In medieval tournaments, a kipper was a person employed by a knight, usually a vassal of the knight such as a slave, serf, or peasant. Kippers might also be fighters of non-knightly status, who therefore did not fight on horseback.

The function of the kipper was to follow his knight in combat and retrieve armour or arms from fallen adversaries. If the adversary was not completely subdued and ready to surrender these, the kipper would bang on the armour-clad opponent with various blunt non-lethal instruments, like heavy sticks or clubs, to knock him unconscious for the purpose of gathering the spoils without further protest.

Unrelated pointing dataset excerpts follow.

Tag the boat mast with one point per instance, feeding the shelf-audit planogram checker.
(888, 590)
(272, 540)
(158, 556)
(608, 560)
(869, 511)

It was the right of a knight to seize the armour and weapons of a fallen adversary during a tournament. In the early days, tournament fighting was not much different from open warfare, with few rules and none of the pomp and ceremony of the later tournaments. In this chaotic mêlée, kippers were therefore mere foot soldiers of the tournament, and it was not their function or intention to participate in the fighting.

In the later Middle Ages, when tournaments no longer resembled actual warfare and the chivalric code became more popular, kippers were frowned upon. Less warlike and more honorable tournament conduct was encouraged.

The word kipper is cognate with Icelandic kippa ("to pull, snatch"), Danish kippen ("to seize"), and a Middle High German word that means "to beat or kick".